E-mail and the interweb are big sources of entertainment...and I’m not talking about cat videos, entertaining as those are. No, I mean the regular stuff that lands in my inbox or otherwise drifts across my monitor. Like what, you ask? Why, I just happen to have some examples!
First, another item for our Did Nobody Read This Before it Got Sent Out? category (previous entries may be found here, here, and here:
As you will not, even though the authors of this survey did not, all of their age categories overlap. It so happens that I am 54: do I chose 45-54. which includes my age, or 54-60, which...um, includes my age? Even though I am a few days past the halfway mark to my next birthday, I decided to chose 45-54, as you see. But had someone taken two seconds to think about it, he or she would have edited out the overlaps.

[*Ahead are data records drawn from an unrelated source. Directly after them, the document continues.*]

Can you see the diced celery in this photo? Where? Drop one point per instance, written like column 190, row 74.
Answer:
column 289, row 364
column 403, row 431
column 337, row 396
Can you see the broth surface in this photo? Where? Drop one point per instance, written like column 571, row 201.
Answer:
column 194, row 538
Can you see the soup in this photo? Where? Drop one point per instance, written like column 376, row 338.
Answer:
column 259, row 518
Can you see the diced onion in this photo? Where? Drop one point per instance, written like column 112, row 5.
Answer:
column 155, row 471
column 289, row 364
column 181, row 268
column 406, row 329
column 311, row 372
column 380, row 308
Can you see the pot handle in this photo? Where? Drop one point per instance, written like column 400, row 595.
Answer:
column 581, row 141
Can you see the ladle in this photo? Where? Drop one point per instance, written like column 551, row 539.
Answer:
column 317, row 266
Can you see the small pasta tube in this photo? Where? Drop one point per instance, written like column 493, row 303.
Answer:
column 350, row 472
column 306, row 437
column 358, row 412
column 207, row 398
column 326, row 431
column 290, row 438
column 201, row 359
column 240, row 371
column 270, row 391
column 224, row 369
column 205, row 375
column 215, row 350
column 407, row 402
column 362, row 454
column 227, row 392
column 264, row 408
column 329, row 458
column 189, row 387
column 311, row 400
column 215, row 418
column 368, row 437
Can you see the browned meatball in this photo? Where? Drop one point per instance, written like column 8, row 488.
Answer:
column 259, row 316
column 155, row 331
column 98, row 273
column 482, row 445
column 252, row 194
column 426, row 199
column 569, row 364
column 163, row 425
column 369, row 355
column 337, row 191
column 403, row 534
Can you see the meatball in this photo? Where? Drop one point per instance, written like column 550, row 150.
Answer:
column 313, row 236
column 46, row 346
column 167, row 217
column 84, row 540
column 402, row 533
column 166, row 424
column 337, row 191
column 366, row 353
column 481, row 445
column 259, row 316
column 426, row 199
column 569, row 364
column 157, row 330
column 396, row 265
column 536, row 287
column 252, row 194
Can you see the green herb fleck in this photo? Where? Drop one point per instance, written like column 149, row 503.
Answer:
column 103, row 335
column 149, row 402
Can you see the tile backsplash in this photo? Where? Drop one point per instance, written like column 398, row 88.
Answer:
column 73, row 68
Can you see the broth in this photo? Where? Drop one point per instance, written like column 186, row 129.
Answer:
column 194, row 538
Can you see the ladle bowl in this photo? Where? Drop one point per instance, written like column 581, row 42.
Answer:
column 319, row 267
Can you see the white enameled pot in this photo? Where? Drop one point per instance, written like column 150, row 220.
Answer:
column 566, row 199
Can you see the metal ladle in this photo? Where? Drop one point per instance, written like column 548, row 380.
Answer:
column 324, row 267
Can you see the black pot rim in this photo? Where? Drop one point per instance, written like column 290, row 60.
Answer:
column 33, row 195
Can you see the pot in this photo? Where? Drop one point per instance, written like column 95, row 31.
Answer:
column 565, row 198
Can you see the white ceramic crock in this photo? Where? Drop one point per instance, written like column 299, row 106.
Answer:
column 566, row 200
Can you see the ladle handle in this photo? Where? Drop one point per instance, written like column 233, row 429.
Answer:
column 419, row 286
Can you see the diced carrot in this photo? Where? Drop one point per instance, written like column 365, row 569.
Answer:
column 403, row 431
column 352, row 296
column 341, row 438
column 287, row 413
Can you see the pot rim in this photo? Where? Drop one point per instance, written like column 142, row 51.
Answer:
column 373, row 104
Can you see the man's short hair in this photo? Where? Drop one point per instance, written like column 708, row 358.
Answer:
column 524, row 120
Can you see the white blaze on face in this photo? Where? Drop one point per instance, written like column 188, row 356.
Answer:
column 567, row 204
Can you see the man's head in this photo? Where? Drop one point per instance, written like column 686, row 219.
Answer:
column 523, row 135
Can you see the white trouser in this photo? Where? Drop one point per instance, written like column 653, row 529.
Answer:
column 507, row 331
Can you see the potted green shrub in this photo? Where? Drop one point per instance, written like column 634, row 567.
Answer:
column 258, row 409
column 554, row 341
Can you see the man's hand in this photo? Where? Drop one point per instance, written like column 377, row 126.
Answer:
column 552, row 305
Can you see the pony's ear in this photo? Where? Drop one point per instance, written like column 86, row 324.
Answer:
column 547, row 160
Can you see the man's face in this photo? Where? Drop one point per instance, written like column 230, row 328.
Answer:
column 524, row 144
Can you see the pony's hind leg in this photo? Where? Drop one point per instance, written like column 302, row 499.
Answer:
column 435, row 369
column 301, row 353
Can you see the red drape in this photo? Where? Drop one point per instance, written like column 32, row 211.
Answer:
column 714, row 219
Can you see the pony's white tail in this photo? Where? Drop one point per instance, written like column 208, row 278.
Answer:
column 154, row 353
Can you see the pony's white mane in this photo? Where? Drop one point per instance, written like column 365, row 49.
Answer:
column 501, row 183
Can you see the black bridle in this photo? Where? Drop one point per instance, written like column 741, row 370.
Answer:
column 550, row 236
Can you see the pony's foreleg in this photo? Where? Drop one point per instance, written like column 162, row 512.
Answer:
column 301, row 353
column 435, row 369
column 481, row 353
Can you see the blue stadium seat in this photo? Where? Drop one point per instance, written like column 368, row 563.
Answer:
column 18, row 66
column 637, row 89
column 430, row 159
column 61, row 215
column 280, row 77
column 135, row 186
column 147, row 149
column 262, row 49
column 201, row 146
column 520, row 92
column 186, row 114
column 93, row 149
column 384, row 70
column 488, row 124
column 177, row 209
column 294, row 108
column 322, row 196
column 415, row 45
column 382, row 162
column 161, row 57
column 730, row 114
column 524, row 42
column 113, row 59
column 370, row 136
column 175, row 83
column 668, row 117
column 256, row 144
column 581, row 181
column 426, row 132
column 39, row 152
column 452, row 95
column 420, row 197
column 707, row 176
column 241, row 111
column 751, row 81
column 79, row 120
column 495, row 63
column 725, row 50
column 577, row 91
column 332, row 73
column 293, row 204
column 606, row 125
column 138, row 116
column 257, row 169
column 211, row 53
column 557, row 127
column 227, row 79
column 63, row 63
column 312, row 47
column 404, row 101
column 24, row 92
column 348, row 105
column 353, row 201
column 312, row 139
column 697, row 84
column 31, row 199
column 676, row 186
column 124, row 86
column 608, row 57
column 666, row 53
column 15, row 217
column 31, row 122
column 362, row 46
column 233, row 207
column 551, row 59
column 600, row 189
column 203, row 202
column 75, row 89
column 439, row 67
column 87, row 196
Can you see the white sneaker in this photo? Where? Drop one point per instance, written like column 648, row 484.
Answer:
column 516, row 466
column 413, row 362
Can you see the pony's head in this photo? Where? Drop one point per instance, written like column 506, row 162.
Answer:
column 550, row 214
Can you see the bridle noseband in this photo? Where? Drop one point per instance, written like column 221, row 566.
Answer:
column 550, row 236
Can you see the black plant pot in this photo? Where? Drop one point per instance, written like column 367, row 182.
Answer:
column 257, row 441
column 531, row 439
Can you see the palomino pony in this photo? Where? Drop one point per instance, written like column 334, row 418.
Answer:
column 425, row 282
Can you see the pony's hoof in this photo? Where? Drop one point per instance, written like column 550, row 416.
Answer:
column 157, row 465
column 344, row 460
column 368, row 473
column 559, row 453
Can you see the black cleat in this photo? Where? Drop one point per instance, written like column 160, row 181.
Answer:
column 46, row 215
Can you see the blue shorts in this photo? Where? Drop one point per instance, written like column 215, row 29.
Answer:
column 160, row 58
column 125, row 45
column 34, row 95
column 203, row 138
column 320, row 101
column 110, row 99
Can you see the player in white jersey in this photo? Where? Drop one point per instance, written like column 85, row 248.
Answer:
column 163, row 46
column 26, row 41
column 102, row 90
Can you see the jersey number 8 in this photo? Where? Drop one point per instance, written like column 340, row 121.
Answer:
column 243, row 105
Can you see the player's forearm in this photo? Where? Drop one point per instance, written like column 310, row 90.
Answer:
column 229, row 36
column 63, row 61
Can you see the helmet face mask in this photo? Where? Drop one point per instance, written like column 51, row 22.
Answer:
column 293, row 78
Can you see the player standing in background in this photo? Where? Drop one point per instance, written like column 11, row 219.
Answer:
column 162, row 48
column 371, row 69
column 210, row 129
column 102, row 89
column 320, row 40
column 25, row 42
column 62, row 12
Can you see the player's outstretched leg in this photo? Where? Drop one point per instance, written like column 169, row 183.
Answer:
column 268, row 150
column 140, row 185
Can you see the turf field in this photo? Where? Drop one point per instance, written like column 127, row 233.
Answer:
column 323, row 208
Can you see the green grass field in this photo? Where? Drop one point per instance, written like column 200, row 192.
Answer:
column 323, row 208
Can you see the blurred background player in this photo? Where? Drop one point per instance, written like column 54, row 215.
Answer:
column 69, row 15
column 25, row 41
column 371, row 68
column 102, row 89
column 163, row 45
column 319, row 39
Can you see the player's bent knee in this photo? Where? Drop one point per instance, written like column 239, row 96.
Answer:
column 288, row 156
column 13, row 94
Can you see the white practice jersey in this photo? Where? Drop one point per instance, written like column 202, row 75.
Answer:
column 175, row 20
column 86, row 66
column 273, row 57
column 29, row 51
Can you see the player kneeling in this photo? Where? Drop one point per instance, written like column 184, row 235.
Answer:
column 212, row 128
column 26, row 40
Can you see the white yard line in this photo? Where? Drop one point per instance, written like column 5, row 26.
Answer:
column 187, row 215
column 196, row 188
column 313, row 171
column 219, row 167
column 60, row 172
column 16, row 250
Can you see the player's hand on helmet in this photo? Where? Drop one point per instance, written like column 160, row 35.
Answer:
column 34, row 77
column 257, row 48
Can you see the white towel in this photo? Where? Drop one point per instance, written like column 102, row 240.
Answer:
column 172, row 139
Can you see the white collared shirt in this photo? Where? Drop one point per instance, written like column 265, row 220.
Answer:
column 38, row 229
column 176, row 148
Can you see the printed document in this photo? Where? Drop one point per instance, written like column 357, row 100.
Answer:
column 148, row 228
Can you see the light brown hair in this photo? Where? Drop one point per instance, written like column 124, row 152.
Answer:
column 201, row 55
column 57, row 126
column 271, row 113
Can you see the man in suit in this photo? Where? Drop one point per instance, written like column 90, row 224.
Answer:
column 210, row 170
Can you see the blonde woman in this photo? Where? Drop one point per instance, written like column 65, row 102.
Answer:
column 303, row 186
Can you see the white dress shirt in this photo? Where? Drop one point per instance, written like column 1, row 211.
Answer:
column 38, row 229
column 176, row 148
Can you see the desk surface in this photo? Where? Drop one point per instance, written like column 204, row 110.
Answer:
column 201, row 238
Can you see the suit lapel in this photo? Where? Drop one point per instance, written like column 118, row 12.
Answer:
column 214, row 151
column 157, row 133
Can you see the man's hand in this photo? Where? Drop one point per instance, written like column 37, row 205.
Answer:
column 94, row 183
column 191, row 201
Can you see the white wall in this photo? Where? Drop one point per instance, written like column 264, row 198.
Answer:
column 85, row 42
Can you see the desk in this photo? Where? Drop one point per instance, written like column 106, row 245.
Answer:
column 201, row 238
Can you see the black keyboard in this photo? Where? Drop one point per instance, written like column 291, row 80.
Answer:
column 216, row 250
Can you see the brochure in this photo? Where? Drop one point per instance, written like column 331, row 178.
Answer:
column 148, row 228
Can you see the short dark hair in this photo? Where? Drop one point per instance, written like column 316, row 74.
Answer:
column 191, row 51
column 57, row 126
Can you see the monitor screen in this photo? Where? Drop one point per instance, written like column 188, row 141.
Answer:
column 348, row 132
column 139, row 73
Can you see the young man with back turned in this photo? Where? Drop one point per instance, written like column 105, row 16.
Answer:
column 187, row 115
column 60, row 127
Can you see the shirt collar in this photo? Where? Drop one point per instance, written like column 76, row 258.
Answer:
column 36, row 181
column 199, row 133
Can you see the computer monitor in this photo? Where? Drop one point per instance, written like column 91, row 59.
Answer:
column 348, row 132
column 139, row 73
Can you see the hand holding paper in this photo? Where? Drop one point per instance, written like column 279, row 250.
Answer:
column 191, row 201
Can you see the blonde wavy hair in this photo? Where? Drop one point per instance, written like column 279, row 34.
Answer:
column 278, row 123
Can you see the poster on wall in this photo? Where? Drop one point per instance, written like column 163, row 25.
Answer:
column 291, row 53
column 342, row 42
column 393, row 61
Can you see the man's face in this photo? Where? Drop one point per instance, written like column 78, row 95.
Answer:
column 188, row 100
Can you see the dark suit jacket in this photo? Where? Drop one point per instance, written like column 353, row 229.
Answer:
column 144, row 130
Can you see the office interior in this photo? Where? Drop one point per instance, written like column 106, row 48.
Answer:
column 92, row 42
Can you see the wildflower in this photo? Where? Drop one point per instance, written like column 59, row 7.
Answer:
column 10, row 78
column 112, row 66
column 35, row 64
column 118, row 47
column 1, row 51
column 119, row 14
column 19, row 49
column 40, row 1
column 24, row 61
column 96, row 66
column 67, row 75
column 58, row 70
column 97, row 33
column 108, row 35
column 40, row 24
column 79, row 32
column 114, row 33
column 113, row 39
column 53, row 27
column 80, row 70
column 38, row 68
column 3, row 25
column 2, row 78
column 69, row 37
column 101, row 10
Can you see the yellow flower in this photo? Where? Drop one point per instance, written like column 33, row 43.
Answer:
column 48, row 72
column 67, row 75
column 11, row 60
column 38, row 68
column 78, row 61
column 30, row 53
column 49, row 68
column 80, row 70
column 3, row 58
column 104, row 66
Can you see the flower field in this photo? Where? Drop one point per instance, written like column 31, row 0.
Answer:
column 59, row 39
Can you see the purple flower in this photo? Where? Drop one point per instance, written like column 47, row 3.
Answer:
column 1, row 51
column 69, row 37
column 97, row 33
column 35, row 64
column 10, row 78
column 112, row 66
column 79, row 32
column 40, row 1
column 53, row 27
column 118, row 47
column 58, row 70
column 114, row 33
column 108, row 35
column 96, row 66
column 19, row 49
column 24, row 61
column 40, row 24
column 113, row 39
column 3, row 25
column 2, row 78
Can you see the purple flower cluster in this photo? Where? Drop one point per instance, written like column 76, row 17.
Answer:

Now here’s this handy “Helps and Hints” box from a student aid form that we filled out last weekend:
Ah, I see: When it asks for “student’s first name,” we must “enter the student’s first name.” My, that is helpful to know! But “Helps and Hints” doesn’t tell us what to do if we happened to have given our child a name that doesn’t “contain only letters (A-Z), numbers (0-9), periods (.), or blanks (spaces)”—you know, if we named our kids J@net or £loyd or something. Apparently “Helps and Hints” only take you so far.
The strangeness of Twitter—and the whole social networking arena—is practically without limit, but this notice that landed in my inbox a day or two ago is the most intriguing one I’ve seen in quite some time. And by “intriguing,” I of course mean “strange”:
So this very attractive young woman (if in fact it is a woman, or young. The person in the picture is both of those things, but you’ll have to take my word for it, and one has no way of knowing whether various profile photos are legit or scanned from a magazine) wants to meet “anyone in the Baltimore area,” even though she seems to live in Indianapolis. Huh. Well, she does say she’s new to “the area,” so maybe she just landed in Baltimore and hasn’t yet changed her profile to reflect that. Okay. But here’s the next puzzler: As of the day this arrived in my mailbox, she had posted a grand total of two, count ’em, two tweets...and yet she somehow has 107 followers! I get that there’s a whole contingent of Twitterers for whom the object of the game is to amass as many followers as possible, no matter what (quantity trumps quality, evidently), and that supposedly there is a bizarre etiquette (to which I do not subscribe: see here) that says if someone follows you you are honor bound to follow back. But why would I be the least bit interested in following someone who doesn’t seem to tweet anything? I don’t get it at all.
But I bet by now she has twice as many followers.